Considérée comme un cinglant affront à l'ordre établi par la presse aux ordres et l'establishment aux fers, la nouvelle loi fut qualifiée de « fâcheux dérapage » par Barack Obama, d'« ignoble opération » par Eric Holder, ministre de la Justice, et de « mesure destructive » par Janet Napolitano, ministre de la Sécurité intérieure. Quant au cardinal Roger Mahony, ex-archevêque de Los Angeles, toujours en tête des gourous bien pensants, il a cru voir dans les efforts d'assainissement pris par les corps constitués de l'Etat rebelle des « techniques dignes du bolchevisme et du nazisme ». Cette emphase pavlovienne paraît grotesque face aux 72 % d'opinions favorables recueillies parmi les vrais Arizoniens, face également au vif intérêt suscité un peu partout par l'initiative de Pearce. Trois nouveaux États - l'Utah, la Géorgie et le Colorado - sont venus s'ajouter l'autre semaine à la liste déjà longue des frondeurs de l'Obamaland. Tous préparent un arsenal anti-illégaux. Et tous attendent le 31 juillet comme l'amorce d'une ère de reconquête. Sur celle-ci tirent déjà ceux qui estiment que le dispositif honni pèche par deux aspects. Il invite les agents de la force publique à une gigantesque chasse au faciès où régnera en maître absolu l'arbitraire raciste : faux. Les policiers ne pourront intervenir que si la personne suspectée d'être clandestine a déjà commis une faute ou un délit, par exemple un excès de vitesse, un feu rouge grillé ou un vol à la roulotte. Sans enfreinte au règlement, pas d'interpellation et donc pas de contrôle. Autre attaque : le dispositif inaugure un type de surveillance qui exige de l'étranger d'avoir toujours sur lui un papier d'identité : faux. On a oublié que depuis 1940, une décision fédérale oblige les non-citoyens à porter constamment sur eux un document prouvant la légalité de leur présence sur le sol américain, c'est-à-dire un document visé par les services d'immigration.

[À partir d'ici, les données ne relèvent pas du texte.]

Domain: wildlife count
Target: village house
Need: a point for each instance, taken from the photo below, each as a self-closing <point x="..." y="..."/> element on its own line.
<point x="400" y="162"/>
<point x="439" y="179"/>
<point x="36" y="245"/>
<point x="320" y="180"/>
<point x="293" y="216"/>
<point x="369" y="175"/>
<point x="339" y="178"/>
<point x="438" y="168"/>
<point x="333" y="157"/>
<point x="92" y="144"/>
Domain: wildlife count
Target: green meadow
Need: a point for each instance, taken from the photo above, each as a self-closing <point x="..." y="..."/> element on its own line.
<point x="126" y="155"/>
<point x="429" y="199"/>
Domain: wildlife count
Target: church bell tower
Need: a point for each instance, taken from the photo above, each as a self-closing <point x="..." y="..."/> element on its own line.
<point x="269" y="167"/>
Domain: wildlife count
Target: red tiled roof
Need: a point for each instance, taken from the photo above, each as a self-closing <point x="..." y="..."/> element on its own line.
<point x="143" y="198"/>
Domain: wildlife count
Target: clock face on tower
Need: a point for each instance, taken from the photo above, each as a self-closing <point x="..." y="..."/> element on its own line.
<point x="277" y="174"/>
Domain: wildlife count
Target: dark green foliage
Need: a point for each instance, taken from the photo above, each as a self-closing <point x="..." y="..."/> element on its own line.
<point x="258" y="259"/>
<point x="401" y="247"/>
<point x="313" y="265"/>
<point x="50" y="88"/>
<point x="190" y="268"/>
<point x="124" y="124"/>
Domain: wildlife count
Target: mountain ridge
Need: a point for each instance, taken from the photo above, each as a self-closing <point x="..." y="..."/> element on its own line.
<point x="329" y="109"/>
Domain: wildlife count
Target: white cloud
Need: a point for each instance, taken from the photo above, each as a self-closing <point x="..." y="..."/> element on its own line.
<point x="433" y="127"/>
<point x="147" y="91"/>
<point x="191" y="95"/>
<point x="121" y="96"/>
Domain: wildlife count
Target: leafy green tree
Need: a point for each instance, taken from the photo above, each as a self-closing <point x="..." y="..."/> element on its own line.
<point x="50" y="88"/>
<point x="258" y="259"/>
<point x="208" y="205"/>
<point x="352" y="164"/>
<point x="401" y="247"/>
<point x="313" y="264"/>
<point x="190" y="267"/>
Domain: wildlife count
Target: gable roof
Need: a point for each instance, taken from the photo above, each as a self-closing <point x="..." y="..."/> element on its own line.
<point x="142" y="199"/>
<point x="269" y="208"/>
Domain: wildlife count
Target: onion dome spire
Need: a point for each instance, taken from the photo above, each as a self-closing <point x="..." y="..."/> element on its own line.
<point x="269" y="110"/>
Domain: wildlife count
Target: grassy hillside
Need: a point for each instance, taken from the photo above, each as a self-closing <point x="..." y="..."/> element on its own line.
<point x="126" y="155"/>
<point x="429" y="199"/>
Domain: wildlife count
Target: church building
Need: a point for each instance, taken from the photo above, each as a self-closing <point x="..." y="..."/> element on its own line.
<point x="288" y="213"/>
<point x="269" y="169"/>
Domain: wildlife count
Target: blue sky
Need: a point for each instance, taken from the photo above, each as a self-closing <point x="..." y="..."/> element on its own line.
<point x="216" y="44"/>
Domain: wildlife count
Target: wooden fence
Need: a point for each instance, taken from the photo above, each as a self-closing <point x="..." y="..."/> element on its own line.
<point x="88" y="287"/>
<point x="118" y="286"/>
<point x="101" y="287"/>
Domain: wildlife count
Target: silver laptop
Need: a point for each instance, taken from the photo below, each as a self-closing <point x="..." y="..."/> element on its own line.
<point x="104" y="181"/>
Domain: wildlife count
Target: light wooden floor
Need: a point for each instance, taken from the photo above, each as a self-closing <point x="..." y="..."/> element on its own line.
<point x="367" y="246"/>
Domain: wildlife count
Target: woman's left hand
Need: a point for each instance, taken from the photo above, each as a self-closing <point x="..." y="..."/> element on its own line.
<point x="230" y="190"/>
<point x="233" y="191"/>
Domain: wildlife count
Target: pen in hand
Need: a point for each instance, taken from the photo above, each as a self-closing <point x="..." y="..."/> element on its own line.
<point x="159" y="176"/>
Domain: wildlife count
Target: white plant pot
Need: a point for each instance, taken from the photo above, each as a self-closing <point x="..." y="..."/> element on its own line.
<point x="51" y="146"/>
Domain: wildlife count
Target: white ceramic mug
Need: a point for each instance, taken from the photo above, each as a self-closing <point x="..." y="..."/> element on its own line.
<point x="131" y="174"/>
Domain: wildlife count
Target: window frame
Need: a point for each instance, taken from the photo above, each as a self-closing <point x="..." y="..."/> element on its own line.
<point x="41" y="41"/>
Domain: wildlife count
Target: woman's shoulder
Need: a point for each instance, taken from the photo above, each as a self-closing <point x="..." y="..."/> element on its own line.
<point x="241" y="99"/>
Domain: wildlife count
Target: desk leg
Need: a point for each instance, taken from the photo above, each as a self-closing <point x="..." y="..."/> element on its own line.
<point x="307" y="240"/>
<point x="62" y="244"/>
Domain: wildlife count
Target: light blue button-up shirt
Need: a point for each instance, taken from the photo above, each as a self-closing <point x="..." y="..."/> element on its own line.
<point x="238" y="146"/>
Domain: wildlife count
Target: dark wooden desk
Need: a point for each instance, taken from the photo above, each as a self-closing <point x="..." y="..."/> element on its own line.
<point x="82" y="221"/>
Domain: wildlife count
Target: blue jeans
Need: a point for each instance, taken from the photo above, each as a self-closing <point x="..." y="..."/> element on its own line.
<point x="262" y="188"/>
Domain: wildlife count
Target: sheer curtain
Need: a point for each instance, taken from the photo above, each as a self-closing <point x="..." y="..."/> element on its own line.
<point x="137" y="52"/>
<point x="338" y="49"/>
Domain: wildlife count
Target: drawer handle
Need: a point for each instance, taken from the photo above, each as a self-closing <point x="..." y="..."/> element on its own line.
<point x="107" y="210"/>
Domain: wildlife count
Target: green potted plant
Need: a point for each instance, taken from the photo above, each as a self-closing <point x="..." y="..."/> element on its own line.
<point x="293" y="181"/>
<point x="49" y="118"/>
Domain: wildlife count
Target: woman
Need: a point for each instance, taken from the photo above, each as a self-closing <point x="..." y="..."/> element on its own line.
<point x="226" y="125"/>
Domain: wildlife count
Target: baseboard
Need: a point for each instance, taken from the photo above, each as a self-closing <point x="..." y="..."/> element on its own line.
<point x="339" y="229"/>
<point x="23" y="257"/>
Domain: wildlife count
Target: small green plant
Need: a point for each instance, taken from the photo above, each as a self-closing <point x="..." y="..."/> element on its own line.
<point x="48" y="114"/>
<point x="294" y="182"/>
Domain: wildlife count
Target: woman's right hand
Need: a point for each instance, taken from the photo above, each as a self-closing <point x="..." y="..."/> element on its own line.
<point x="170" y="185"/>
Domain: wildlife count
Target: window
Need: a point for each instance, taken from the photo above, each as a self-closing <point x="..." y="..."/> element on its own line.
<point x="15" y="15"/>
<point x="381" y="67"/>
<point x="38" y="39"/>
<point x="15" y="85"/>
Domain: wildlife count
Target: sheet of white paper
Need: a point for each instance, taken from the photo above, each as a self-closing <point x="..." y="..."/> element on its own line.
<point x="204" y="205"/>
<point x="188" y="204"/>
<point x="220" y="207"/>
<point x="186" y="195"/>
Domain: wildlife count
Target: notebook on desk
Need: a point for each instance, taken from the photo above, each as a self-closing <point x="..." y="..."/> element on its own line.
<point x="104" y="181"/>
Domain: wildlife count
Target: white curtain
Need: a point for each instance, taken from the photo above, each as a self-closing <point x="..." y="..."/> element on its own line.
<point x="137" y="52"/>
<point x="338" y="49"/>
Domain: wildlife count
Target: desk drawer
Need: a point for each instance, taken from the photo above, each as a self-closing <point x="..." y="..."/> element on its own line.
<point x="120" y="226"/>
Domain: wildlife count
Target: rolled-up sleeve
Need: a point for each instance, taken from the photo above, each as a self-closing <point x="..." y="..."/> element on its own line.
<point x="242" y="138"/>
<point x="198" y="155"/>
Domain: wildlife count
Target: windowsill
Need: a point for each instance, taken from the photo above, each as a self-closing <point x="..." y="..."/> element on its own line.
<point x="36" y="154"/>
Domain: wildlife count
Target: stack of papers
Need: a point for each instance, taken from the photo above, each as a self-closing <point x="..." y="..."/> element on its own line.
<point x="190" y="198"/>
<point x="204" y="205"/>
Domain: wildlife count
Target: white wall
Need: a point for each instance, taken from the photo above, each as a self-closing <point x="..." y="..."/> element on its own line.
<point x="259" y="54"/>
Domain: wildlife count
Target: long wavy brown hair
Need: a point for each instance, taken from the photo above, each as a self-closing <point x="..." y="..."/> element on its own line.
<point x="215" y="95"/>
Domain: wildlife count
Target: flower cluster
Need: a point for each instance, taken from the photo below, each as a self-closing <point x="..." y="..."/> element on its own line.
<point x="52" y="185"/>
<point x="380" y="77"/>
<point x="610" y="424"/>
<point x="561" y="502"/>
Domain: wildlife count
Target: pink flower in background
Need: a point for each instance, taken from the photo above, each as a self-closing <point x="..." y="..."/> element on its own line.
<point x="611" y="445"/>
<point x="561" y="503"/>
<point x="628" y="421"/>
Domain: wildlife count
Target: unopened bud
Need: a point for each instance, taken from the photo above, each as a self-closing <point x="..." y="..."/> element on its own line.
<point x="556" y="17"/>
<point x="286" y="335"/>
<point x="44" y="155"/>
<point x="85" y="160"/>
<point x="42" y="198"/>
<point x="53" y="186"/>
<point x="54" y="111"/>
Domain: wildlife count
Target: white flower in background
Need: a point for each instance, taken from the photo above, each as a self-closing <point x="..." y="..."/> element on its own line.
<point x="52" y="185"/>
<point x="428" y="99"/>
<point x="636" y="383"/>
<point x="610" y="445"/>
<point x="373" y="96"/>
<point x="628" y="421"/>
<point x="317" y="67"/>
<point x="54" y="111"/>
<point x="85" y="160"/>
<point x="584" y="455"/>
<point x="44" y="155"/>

Ainsi, dans ce domaine qui devient ultrasensible, l'Arizona n'a nullement innové. Il n'a fait que suivre Washington et le Congrès. Précieux atout pour les frondeurs qui devront ferrailler devant la justice. Et argument inestimable pour les candidats nationaux à l'élection législative de novembre prochain. L'Arizona comme État pilote : tout un programme.